The sight of the buses - and the students bowling inside - caused some raised eyebrows as two taxpayers called the Democrat-Herald to raise complaints.

They questioned why Albany schools were taking students bowling at a time when schools in Oregon and the mid-valley say they do not have enough money for their basic education mission.

The students were seventh-graders from Albany's Memorial Middle School.

Randy Lary, the principal at Memorial, said the occasion was a "reward activity." The students spent part of the morning bowling as a reward for their grades, attendance and behavior during the first semester.

The students - about 110 of the 220 seventh-graders at the school - brought their own money for the bowling, $3 each, according to the principal.

To reimburse the school district for the use of the buses, the Memorial planned to spend money the students had raised during their annual magazine sale.

Russ Allen, school district business manager, said that for non-curricular activities such as this, the district charges schools $1 per mile plus $20 an hour per bus.

For three buses over two hours, the charge would come to $120, plus a few dollars for the mileage. The school district will bill the school's activities account for the amount, Allen explained.

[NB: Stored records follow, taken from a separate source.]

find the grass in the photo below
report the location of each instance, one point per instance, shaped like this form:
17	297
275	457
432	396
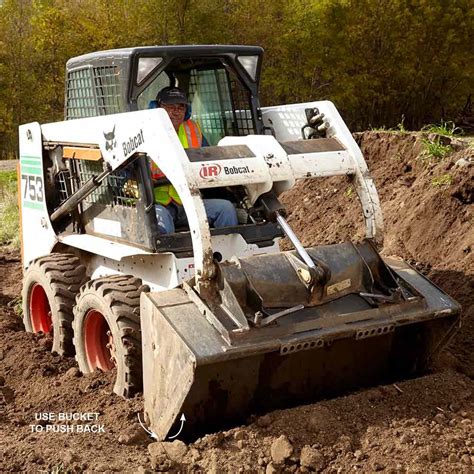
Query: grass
9	227
443	180
435	149
448	128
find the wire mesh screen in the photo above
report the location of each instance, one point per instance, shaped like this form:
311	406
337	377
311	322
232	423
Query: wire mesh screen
118	189
220	104
80	94
107	85
93	91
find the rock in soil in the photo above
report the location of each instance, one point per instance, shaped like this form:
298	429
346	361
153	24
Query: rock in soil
281	449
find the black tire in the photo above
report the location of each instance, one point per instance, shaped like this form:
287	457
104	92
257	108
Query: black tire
50	286
107	330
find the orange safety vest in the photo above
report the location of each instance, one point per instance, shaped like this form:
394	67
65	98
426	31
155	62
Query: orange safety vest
190	136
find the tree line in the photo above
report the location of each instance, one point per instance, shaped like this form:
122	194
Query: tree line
379	61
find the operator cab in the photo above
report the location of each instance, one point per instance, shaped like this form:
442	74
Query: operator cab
221	83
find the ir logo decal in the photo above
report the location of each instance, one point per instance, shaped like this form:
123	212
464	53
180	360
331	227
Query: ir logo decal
210	171
110	142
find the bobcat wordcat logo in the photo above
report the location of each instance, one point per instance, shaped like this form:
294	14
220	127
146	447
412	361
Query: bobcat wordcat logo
133	143
211	171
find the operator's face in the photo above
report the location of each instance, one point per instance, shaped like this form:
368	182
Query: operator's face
176	113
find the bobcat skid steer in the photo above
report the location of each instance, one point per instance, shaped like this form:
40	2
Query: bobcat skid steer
211	323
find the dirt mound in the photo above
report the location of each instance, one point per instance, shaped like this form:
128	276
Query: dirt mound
415	426
428	209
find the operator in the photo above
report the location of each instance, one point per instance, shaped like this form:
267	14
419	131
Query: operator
168	206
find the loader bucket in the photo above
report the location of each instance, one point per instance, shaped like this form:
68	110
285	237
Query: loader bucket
202	364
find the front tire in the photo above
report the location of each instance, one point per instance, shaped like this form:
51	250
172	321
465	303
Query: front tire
107	330
50	286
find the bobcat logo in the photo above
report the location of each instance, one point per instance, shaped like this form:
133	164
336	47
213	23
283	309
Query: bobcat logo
110	142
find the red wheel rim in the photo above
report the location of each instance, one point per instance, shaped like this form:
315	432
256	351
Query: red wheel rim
98	341
40	311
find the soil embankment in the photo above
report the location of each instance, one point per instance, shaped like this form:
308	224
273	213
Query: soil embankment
421	425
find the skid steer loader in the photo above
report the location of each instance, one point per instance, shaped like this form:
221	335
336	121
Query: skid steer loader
212	323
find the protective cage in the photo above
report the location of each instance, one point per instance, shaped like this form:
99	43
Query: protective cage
114	209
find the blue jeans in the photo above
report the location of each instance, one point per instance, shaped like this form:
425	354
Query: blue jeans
220	213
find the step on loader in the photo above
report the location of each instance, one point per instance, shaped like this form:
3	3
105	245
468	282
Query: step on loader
212	323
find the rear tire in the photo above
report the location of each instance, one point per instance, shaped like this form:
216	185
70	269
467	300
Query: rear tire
50	286
107	330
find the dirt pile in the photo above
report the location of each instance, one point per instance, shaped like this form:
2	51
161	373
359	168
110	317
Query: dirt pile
415	426
428	209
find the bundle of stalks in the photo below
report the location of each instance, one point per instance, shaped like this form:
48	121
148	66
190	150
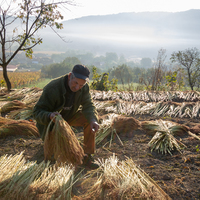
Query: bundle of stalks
62	143
12	105
157	126
27	180
20	114
106	129
164	141
121	180
195	129
10	127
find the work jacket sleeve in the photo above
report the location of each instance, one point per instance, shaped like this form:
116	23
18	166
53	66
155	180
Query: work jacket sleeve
88	107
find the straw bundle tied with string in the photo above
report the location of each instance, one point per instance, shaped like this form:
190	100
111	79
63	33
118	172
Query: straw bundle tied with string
17	127
62	143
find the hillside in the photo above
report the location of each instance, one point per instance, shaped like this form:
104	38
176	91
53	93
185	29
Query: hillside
133	34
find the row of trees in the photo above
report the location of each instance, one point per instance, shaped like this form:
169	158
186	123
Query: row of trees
33	16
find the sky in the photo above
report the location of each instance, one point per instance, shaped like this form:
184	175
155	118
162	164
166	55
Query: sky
105	7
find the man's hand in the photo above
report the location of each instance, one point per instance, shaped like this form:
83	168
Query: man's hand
94	126
53	114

While the seventh-graders were bowling Friday morning, three other school buses took about 110 Memorial eighth-graders to skate at a roller rink in Lebanon, for the same kind of reward activity.

Lary said the school used to take students to a roller rink in Albany, but it closed.

The school's annual magazine sale, which funds such activities, totaled about $24,000 in sales and netted the school $11,000, Lary estimated.

The activities are held once a semester to recognize students for their academic accomplishments and exemplary conduct, according to the principal. The school has other activities, but those are usually held in the school building.

One of the complaint calls Friday came from a business near the bowling alley on Clay Street.

The other came from Nancy Webster, an Albany mother who had noticed the buses while driving by. She assumed that taxpayer money was involved, said she was "a little irritated" and hoped school money would be used for more important things.

When she learned of the circumstances of the bowling trip as a reward for good grades, she said: "That brings my blood pressure down considerably."